厚生労働省が8日発表した毎月勤労統計調査の7月速報値(従業員5人以上)によると、労働者1人あたり現金給与総額は43万6401円(前年同月比4.7%増)で55カ月連続のプラスとなった。物価上昇分を差し引いた実質賃金指数(20年=100、持ち家の帰属家賃を除く)も117.6(同2.4%増)となり、1月以来、7カ月連続のプラス。伸び率も今年最大で、大幅賃上げ効果と夏ボーナスの伸びが押し上げている。
給与額のうち、基本給などの所定内給与は28万797円(同4.1%増)、夏ボーナスなどの特別給与は13万4819円(同6.3%増)だった。雇用形態別の総額は、正社員が中心の一般労働者が57万8123円(同4.7%増)、パートタイム労働者は12万3493円(同4.7%増)となり、いずれも4%台の伸びだった。
産業別で大きく伸びたのは、「建設業」の66万8639円(同13.5%増)と「鉱業、採石業等」の60万3323円(同12.6%増)。「教育、学習支援業」のみ35万4893円(同2.2%減)となり、全16産業の中で唯一のマイナスだった。

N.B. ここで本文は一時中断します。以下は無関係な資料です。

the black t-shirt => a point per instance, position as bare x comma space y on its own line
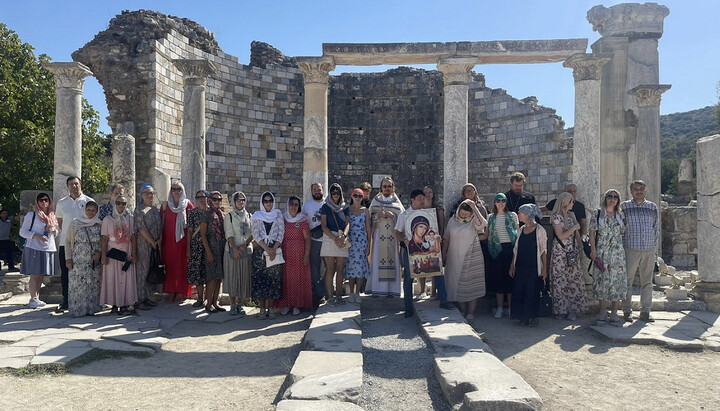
578, 209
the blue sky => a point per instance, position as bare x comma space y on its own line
689, 57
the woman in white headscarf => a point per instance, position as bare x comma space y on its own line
119, 287
268, 231
174, 247
82, 245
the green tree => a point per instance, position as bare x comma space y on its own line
27, 120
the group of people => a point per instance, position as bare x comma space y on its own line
276, 259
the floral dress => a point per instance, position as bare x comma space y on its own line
357, 265
566, 281
196, 262
610, 285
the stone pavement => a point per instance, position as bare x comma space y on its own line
684, 330
38, 336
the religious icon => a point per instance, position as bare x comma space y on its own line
424, 249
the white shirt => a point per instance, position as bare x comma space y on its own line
311, 209
68, 209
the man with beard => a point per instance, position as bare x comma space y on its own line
311, 209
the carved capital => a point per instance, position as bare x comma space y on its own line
70, 75
629, 20
316, 69
649, 95
456, 70
195, 72
587, 66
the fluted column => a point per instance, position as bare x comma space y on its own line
587, 70
192, 162
316, 77
69, 82
456, 74
647, 152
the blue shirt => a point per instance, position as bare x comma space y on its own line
642, 225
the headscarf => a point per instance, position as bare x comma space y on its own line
179, 209
49, 218
144, 187
532, 211
494, 245
267, 216
337, 208
122, 225
299, 217
87, 222
218, 220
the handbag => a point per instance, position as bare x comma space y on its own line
157, 272
545, 300
278, 258
346, 243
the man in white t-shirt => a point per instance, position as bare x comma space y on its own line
311, 209
68, 208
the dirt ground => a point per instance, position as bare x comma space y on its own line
240, 364
572, 367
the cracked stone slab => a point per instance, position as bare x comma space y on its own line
480, 381
322, 405
341, 386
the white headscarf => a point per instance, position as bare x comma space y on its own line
298, 217
267, 216
181, 219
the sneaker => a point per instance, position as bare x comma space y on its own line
646, 317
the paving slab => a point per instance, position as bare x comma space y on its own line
303, 405
480, 381
340, 386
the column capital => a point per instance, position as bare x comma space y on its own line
629, 20
456, 70
587, 66
69, 75
648, 95
195, 72
316, 69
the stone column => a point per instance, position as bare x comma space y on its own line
69, 81
587, 69
708, 228
123, 152
456, 74
192, 162
647, 151
316, 76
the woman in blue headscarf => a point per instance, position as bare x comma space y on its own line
148, 225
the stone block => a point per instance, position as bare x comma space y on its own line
482, 382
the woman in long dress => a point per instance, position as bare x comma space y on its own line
119, 287
39, 228
529, 266
566, 279
237, 264
212, 233
82, 245
609, 284
174, 246
464, 263
269, 231
297, 285
148, 223
357, 267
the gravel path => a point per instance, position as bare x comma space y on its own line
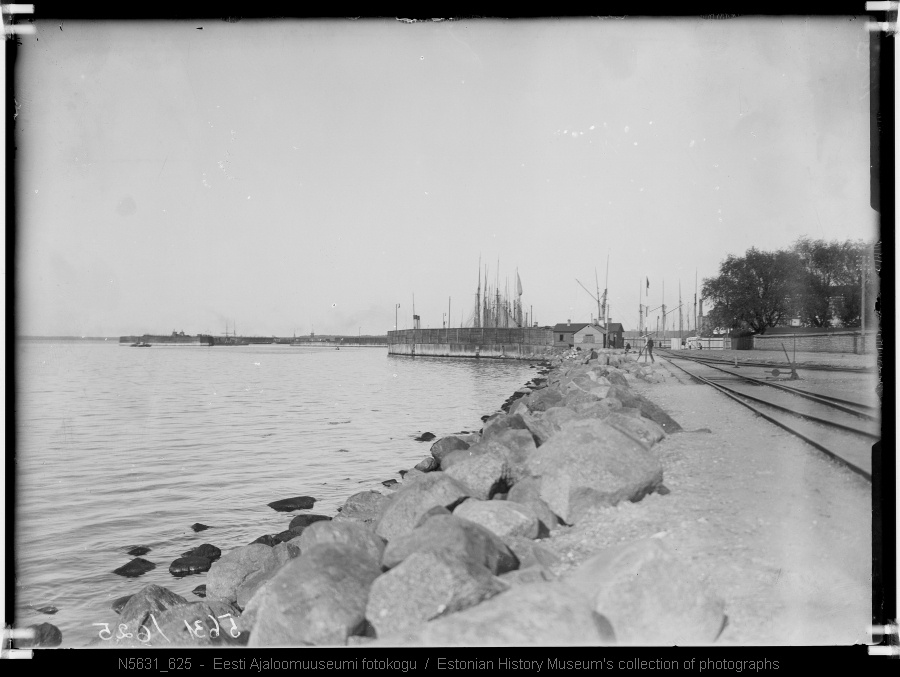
776, 529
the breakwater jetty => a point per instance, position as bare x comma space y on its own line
460, 552
517, 343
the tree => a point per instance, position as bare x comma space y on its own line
755, 290
830, 281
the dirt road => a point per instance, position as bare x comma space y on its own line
777, 530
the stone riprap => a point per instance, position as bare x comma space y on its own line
453, 554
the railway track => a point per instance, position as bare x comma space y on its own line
841, 428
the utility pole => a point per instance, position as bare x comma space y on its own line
696, 321
640, 307
664, 310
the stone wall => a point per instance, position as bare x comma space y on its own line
834, 342
518, 343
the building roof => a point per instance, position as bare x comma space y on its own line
572, 328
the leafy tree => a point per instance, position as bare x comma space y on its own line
755, 290
830, 281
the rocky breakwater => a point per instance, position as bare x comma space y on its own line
460, 553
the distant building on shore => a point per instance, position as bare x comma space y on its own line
576, 333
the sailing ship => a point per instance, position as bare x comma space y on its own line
495, 308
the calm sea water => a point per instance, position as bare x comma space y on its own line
118, 447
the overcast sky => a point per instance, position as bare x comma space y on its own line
292, 176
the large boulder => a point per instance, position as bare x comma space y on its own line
451, 458
543, 399
300, 522
425, 585
649, 596
463, 538
318, 598
503, 518
136, 567
528, 492
258, 579
412, 501
185, 566
500, 422
43, 635
445, 445
513, 445
539, 614
151, 599
347, 533
531, 554
427, 464
291, 504
207, 550
227, 575
483, 474
590, 464
365, 507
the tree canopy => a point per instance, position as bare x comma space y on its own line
815, 280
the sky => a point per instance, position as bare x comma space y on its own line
290, 176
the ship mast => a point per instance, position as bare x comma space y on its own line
478, 297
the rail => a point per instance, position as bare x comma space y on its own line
846, 406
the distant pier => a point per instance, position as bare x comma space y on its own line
516, 343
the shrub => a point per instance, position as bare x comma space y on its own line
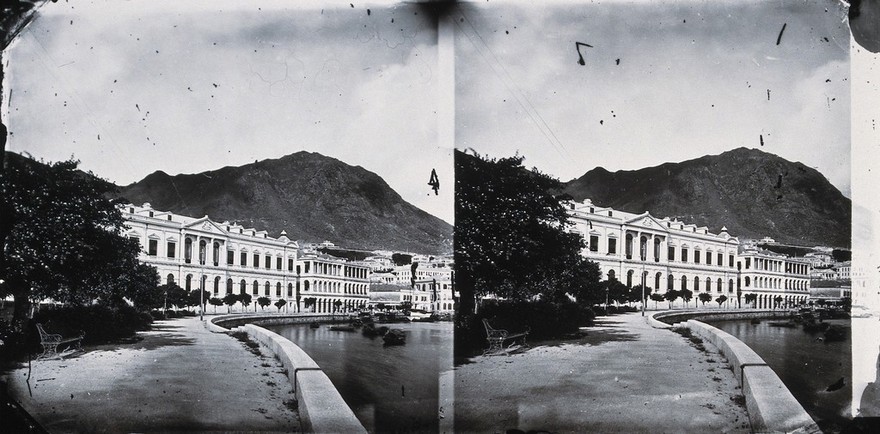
100, 323
545, 319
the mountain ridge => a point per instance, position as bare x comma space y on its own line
751, 192
311, 196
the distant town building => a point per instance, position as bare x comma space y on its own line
225, 258
669, 254
769, 275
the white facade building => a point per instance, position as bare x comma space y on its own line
226, 258
664, 253
769, 275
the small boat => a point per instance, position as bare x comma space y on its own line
787, 324
395, 337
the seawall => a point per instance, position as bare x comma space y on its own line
771, 406
321, 407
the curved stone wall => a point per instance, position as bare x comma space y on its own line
321, 407
771, 406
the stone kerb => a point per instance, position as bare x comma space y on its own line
321, 408
771, 406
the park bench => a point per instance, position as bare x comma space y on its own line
496, 337
50, 342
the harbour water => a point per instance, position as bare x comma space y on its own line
390, 388
810, 367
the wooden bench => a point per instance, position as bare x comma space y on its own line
496, 337
50, 342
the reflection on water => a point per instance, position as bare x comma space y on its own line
393, 388
806, 365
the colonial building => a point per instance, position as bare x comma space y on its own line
669, 254
770, 275
225, 258
663, 253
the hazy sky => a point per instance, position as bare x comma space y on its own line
133, 87
663, 81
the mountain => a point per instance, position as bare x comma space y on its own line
311, 196
751, 192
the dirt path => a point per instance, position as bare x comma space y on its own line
623, 377
180, 377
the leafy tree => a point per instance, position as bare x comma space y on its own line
214, 301
635, 294
60, 237
230, 299
511, 237
657, 297
176, 296
148, 294
245, 300
280, 303
196, 299
687, 295
671, 295
705, 297
263, 302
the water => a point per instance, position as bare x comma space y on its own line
806, 365
390, 389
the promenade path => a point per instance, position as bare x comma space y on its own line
180, 377
624, 376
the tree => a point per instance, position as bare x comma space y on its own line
60, 237
705, 297
263, 302
176, 296
687, 295
511, 238
245, 300
280, 303
656, 298
214, 301
230, 299
671, 295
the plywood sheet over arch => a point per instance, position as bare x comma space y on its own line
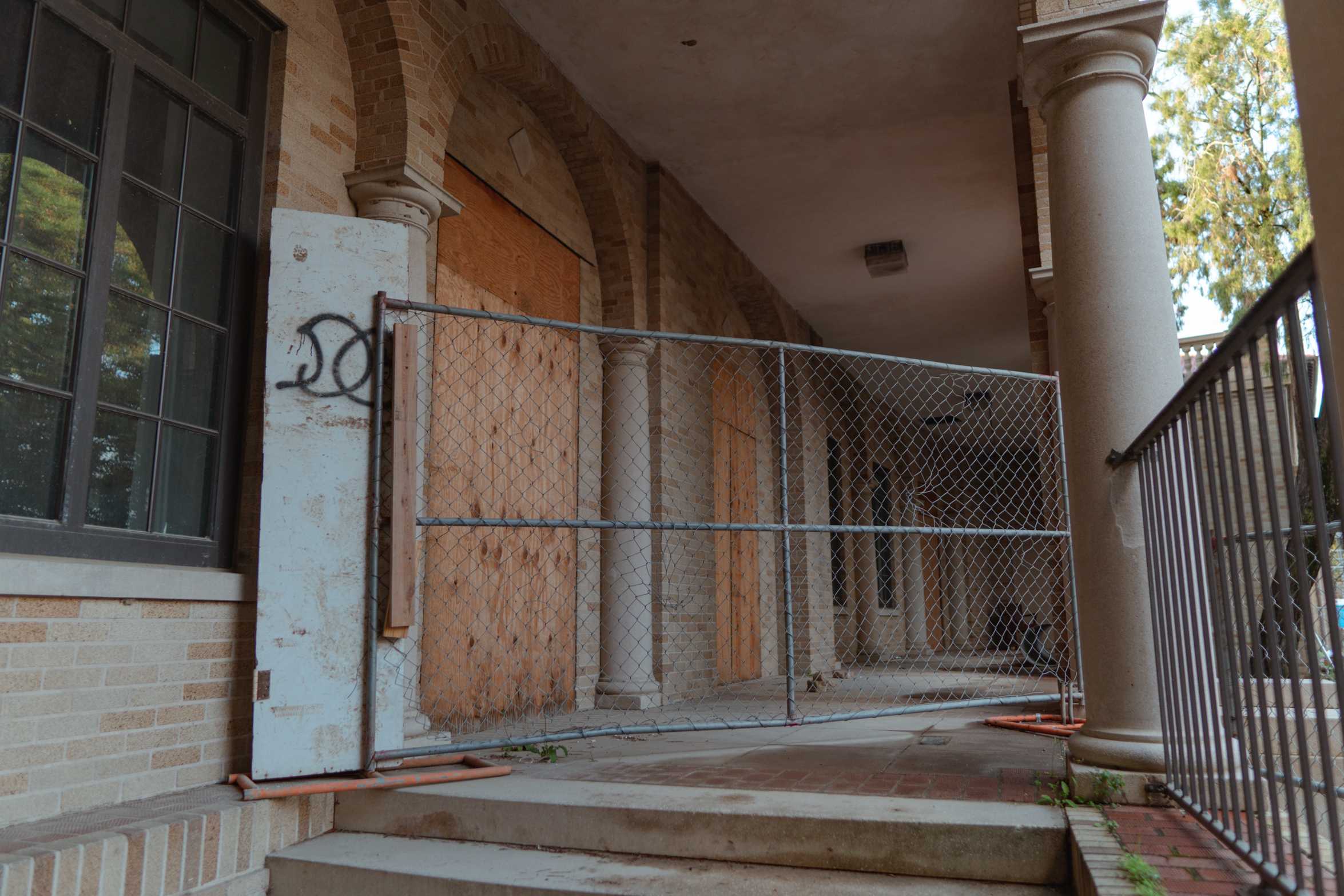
500, 605
486, 120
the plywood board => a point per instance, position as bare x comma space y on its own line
500, 249
500, 604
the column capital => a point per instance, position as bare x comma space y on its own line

月間実労働時間は141.6時間(同0.2%減)で、3カ月連続の減少。月末の常用労働者数は5227.3万人(同0.8%増)で、パートタイム比率は31.28%(同0.04ポイント増)だった。雇用数は16産業のうち、「生活関連サービス業」「金融、保険業」など5産業で減少した一方、「飲食サービス業等」などでは増えた。